Rising senior Sid Thakker started NicReport in 2019 as a new resource to teach the dangers of vaping, also commonly known as “JUULing.” After seeing the problem of vaping in his school and developing an interest in biology, he started working on lessons to teach all aspects of nicotine addiction and e-cigarettes in the Fairfax County Public Schools system.
“I made it my goal to develop my own curriculum for not just my high school,” the 17-year-old Thakker told Patch.

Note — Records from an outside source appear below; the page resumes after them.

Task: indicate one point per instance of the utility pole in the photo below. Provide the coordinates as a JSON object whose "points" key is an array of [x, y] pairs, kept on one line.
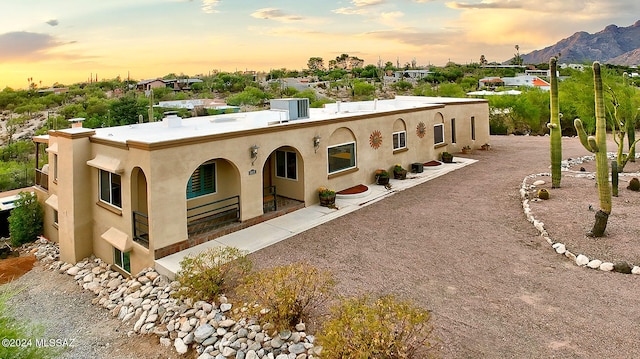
{"points": [[151, 105]]}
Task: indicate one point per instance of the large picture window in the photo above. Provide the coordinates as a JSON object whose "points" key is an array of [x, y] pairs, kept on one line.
{"points": [[438, 134], [399, 140], [202, 181], [110, 188], [286, 165], [122, 259], [342, 157]]}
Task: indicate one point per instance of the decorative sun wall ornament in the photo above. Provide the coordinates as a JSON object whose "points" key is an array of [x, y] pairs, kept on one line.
{"points": [[421, 129], [375, 140]]}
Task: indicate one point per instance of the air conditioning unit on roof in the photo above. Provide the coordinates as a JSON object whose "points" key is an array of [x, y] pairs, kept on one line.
{"points": [[295, 107]]}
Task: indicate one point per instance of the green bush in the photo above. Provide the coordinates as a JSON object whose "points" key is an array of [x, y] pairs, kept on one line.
{"points": [[19, 338], [287, 294], [26, 219], [208, 274], [382, 328]]}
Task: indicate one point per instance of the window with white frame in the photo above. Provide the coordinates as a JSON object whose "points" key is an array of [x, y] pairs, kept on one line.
{"points": [[399, 140], [438, 134], [202, 181], [122, 259], [110, 188], [286, 164], [341, 157]]}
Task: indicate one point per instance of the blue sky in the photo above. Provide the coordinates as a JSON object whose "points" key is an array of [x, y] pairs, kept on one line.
{"points": [[68, 40]]}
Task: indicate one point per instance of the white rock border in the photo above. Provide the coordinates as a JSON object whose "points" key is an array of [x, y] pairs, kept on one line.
{"points": [[145, 303], [580, 260]]}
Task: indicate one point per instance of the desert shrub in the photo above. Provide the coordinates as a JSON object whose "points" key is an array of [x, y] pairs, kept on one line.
{"points": [[286, 295], [12, 329], [26, 219], [382, 328], [210, 273]]}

E-cigarettes are an alternative to cigarettes that have become popular among youth. According to the Centers for Disease Control and Prevention, these electronic devices that heat a liquid and produce an aerosol, or mix of particles in the air. Most contain nicotine, the addictive substance found in regular cigarettes, and are believed to be harmful to developing brains in young people.
Thakker has developed new lessons for the ninth and tenth grade health curriculum, as well as biology. The biology curriculum looks into the science of nicotine addiction, while health class focuses on social and health implications.

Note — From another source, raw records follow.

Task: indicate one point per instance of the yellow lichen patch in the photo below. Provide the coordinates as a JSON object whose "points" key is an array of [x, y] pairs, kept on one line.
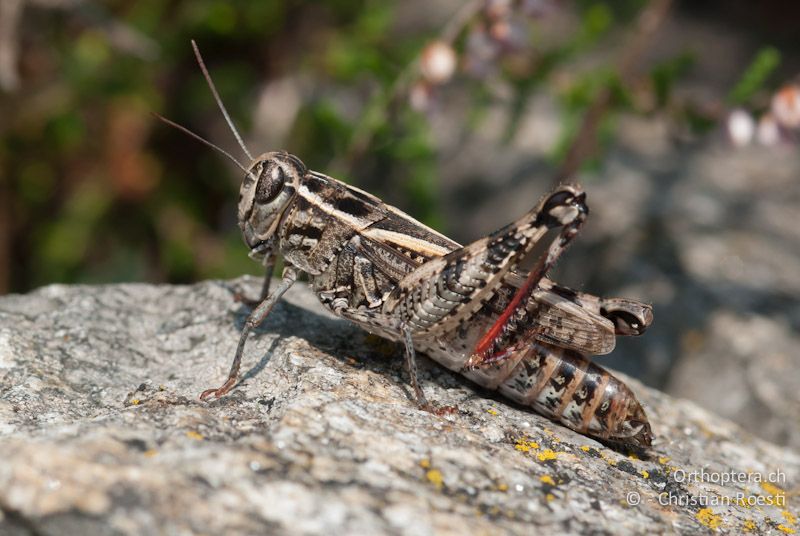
{"points": [[434, 476], [523, 445], [547, 455], [552, 435], [708, 518]]}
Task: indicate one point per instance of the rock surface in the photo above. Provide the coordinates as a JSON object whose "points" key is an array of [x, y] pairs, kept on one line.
{"points": [[101, 432]]}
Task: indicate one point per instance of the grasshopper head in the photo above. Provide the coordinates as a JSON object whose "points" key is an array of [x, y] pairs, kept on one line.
{"points": [[267, 190]]}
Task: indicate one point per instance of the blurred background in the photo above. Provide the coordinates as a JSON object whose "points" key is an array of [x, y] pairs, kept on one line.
{"points": [[680, 119]]}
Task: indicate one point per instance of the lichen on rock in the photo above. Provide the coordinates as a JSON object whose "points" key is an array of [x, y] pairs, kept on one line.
{"points": [[101, 432]]}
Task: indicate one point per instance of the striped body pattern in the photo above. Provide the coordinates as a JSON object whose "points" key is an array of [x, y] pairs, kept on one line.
{"points": [[474, 308]]}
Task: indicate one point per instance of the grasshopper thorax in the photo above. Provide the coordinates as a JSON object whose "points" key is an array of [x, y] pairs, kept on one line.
{"points": [[266, 192]]}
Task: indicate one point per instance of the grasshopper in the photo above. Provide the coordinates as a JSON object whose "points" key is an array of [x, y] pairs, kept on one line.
{"points": [[474, 309]]}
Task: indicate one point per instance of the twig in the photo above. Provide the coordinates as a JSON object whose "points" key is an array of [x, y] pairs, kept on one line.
{"points": [[585, 143]]}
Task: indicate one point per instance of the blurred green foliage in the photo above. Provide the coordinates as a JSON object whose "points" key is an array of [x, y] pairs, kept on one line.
{"points": [[98, 190]]}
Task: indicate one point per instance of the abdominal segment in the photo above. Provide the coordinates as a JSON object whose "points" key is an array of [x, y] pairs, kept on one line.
{"points": [[567, 387]]}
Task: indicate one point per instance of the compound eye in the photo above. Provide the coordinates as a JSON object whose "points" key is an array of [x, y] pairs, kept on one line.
{"points": [[270, 184]]}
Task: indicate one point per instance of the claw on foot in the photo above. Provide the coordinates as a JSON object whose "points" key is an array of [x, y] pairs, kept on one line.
{"points": [[218, 392]]}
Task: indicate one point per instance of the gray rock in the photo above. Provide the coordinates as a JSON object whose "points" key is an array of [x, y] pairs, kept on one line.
{"points": [[101, 432]]}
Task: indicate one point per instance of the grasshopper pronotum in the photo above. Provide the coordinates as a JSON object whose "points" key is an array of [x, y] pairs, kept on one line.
{"points": [[471, 308]]}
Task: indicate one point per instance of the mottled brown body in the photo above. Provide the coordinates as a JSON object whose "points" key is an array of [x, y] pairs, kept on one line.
{"points": [[375, 265], [472, 308]]}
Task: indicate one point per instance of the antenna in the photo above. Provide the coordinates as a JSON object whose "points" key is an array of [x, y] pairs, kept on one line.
{"points": [[219, 100], [201, 139]]}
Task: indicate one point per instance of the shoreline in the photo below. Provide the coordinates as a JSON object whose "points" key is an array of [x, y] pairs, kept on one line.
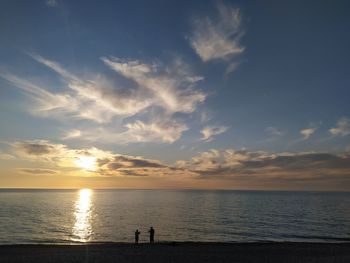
{"points": [[288, 252]]}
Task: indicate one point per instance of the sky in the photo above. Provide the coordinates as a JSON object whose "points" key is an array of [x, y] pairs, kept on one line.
{"points": [[175, 94]]}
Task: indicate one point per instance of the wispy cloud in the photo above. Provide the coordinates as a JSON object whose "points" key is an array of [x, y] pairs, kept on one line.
{"points": [[157, 94], [51, 3], [209, 132], [342, 128], [171, 88], [252, 168], [38, 171], [277, 169], [218, 37], [273, 131]]}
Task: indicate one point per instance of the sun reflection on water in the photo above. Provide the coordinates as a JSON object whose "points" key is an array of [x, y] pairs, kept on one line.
{"points": [[82, 228]]}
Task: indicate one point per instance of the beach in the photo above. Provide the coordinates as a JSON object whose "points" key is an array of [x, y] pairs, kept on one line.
{"points": [[178, 252]]}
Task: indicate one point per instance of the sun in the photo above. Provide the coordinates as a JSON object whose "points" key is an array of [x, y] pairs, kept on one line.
{"points": [[86, 162]]}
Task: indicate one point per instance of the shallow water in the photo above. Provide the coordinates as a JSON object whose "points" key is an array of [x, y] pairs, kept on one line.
{"points": [[71, 216]]}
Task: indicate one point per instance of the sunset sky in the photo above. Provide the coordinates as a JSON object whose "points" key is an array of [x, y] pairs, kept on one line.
{"points": [[175, 94]]}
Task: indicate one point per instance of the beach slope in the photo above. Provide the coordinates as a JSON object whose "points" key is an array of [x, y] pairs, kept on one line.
{"points": [[178, 252]]}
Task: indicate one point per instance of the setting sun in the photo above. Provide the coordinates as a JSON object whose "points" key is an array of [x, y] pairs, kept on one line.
{"points": [[86, 162]]}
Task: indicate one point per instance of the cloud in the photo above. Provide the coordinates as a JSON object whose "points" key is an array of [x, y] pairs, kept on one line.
{"points": [[254, 169], [51, 3], [262, 166], [342, 128], [6, 156], [307, 132], [219, 37], [130, 166], [274, 131], [38, 148], [38, 171], [157, 92], [172, 88], [209, 132], [166, 131]]}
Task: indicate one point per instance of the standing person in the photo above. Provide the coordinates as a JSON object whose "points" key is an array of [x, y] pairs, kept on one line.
{"points": [[151, 234], [137, 234]]}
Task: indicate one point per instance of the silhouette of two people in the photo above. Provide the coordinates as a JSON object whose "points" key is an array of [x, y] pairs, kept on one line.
{"points": [[151, 235]]}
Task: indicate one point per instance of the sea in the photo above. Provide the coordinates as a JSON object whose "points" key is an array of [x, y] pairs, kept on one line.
{"points": [[86, 215]]}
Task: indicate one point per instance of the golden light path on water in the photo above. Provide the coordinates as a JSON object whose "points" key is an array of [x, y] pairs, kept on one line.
{"points": [[82, 228]]}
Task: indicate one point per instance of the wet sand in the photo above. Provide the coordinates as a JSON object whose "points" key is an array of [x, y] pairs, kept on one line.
{"points": [[178, 252]]}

He started teaching lessons last September, and other juniors and seniors have volunteered to teach the lower grades as well. He believes the lessons can stick when they come from a peer rather than a teacher.
“As a student, I can just go up to them and be like, listen, I want to help,” he said.
His nonprofit is partnering with the National Institute of Drug Abuse, Fairfax County Public Schools, Virginia Commonwealth University and Georgetown University medical campus on the effort. He also worked with administrative officials to create a curriculum for any Fairfax County school and had plans to expand into Langley, Oakton and South Lakes High Schools. The the coronavirus pandemic has delayed that effort; nevertheless, his lessons have reached 2,000 students and counting.
In the meantime, Thakker is sharing vaping related, including research on the link between coronavirus and vaping. He’s also worked on converting lessons to teach online and raised over $5,000 to donate to Feeding America.